Grave of the Fireflies (Hotaru no haka, 1988)

Poster for Grave of the Fireflies

I’d long heard that this movie was a punch in the gut, and it certainly lived up to its reputation. Director Isao Takahata is a co-founder of Studio Ghibli, along with Hiyao Miyazaki, and Grave of the Fireflies is utterly unique amongst the Studio Ghibli films I’ve seen. It’s an adaptation of a novel by Akiyuki Nosaka, which Wikipedia says was “intended as a personal apology to the author’s own sister who died from malnutrition during the Second World War.” It’s set in Japan in the final days of WWII, and it follows two children as they try to survive the fire-bombing of their home city of Kobe. The first line of the film, which is narrated by the boy, Seito, is “September 21, 1945… that was the night I died.” This sets the tone of the film.

On the surface, the narrative is pretty simple and straightforward. It’s a depiction of the privations the two children face, and the simple pleasures they are able to grasp even as they suffer. But as with Miyazaki’s films of this era (My Neighbor Totoro and Kiki’s Delivery Service) the simplicity is carefully structured to pack a powerful punch. The subject-matter of Grave of the Fireflies — suffering children — is almost unbearably powerful in its own right, but what impressed me on a structural level is the way that Takahata opens the film with that first knock-out blow and then ends it at a point that leaves a gap between the last thing we see and the first thing we see. That gap is charged with so much pain and loss it took hours for it to really sink in. (Other people in the theater felt it immediately, and there was open weeping around me as the credits rolled.)

The other thing that makes the film extraordinarily powerful is that it doesn’t depict the children as purely innocent. Wikipedia says that Takahata “had intended to convey an image of the brother and sister living a failed life due to isolation from society.” This is exactly what comes across. The adults in the children’s life fail them, but the failure is completely understandable under the circumstances. The boy, who is an adolescent, makes bad decisions, and they seem utterly realistic and normal. The girl, who is four, is both a sweet little angel and a total pain in the ass who is completely dependent on others, as four-year-olds are. We get glimpses of other people who have survived the war in better shape, but it feels like pure luck. The social net has fallen completely apart, and unfortunate individuals are exposed to dangers that society would typically buffer them from.

One of the strange aspects of the film’s history is that it was released as a double-bill with Miyazaki’s Totoro. I didn’t realize this as I was watching the film last night, but I did keep thinking of Totoro. Part of it was the depiction of the little girl, Setsuko, who is many ways reminiscent of Mei from Totoro. Part of it was the anxiety about losing your parents that hovers over both films. Part of it was the depiction of the simple joys of the Japanese countryside, with rice paddies and streams filled with creatures exotic in the eyes of city children. The two films make an interesting thematic pair, although I would never show Grave of the Fireflies to young children. Grave of the Fireflies is the dark shadow of Totoro, where the childhood anxieties about loss and death become realities, where the friendly spirits of protection fail in their task.
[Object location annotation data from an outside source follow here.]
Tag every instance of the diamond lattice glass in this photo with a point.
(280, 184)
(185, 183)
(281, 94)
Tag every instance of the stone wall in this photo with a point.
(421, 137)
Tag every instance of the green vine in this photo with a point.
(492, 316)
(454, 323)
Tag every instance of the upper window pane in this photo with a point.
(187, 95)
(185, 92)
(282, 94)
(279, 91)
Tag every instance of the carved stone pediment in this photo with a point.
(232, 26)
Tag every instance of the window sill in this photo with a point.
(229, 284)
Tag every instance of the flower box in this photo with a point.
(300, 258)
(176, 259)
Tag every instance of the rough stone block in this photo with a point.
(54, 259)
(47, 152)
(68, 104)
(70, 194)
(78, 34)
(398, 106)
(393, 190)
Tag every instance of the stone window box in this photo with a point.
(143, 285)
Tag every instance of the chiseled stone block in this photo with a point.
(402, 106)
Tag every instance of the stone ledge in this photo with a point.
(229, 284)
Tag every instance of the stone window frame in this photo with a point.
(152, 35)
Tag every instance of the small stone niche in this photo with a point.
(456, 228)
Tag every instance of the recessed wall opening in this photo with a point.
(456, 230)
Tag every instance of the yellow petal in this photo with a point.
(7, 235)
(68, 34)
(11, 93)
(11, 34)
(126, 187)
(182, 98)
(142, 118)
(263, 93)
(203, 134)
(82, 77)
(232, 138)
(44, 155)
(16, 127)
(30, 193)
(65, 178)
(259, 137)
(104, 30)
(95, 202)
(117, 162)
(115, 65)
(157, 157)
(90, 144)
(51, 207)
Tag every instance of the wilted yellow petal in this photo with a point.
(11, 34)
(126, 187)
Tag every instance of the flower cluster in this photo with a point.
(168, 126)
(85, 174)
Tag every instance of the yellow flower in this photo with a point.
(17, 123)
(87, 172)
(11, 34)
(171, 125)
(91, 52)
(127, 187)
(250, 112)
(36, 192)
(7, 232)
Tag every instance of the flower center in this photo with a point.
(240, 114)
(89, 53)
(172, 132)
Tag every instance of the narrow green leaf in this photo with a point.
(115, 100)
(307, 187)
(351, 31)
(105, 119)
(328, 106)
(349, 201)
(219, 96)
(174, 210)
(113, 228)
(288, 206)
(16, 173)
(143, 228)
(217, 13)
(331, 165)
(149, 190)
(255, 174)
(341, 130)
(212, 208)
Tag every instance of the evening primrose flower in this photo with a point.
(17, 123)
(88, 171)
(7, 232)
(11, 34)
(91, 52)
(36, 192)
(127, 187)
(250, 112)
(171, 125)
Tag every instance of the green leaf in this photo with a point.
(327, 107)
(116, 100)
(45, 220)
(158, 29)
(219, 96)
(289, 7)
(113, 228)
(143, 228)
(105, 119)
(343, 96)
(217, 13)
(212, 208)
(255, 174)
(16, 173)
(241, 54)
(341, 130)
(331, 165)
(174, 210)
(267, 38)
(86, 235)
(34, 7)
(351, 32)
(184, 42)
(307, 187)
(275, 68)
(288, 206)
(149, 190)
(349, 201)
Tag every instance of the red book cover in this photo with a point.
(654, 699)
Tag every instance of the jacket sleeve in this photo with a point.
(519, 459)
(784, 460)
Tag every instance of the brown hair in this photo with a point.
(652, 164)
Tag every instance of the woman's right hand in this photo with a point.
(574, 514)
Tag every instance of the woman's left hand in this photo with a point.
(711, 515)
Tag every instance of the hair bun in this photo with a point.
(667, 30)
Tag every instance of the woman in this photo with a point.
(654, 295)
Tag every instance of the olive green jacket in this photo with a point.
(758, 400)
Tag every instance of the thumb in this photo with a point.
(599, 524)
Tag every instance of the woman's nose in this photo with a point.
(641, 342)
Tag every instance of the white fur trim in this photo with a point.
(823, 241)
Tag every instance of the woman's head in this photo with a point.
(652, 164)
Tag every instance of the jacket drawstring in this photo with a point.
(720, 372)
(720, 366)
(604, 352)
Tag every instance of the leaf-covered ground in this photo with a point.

But another aspect of Grave of the Fireflies that makes it so powerful is its peculiarly Japanese sense of the transience of beauty, or the beauty of transience. There is at least one direct reference to cherry blossoms, which is the traditional Japanese image of this concept, but the fireflies of the title seem to be another image of transience. Even under the terrifying conditions in which they briefly live, the children find beauty and joy and love. The children themselves become like cherry blossoms, whose beauty is to be cherished because it lasts for such a short time. Takahata finds their spirits still inhabiting the countryside around Kobe. His film creates a great tension between the horrific and the hallowed.